Timing is… well… everything.

Before I looked up my copy to paste it into this article I thought I had a pretty clear idea how this poem originated plus why it has two dates and two dedicatees. Well… I was wrong. Or at least I had it back to front. Now I’m just not sure. It is, however, a very important poem, the first of a series I now call ‘The Drowning Man Poems’.

I’m a reasonable man. I can be emotional but I prefer to be reasonable. My experience of emotions has… well… left a lot to be desired. Frankly I don’t much trust them. This poem is describing an epiphany. The word smacks of spirituality and maybe that’s as good a word as any to describe the situation you find yourself in when reason fails you. I had never considered want as an end in itself. To my mind it always came with a rider: because.

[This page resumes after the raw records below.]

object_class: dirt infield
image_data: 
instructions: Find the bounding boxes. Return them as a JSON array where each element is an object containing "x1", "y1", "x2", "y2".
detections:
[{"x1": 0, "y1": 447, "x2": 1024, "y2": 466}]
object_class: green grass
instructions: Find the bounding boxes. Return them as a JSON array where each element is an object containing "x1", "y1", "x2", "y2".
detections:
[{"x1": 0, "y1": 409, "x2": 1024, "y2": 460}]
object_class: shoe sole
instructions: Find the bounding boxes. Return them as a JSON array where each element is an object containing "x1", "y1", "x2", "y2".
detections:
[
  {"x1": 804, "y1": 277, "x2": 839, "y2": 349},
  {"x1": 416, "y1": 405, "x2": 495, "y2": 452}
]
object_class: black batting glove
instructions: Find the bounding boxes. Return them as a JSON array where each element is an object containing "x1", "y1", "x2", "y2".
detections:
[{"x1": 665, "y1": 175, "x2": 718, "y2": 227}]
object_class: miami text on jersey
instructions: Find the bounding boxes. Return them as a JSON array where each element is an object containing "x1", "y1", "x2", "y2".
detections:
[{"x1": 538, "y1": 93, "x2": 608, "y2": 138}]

Some time later I went to my dad after getting into a bit of bother and I told my side of the story which he summed up as, “You mean you did it because you wanted to.” It wasn’t a question. And he was right. I had no reasons. I had no excuses. In 1985 that possibility sent me into a tailspin, an emotional tailspin since reason was shutting down. And for a long time after this I felt I—and by “I” I mean the man inside me, the real me (call him what you will)—was drowning in unfamiliar emotions and yet here’s the thing: I never actually drowned. I’ve never drowned but I am an asthmatic so I know very well the panic that comes with an inability to breathe. You want it to be over. You really don’t mind which way it goes but you want it to end.

Odd that I haven’t included quotation marks. Most unlike me.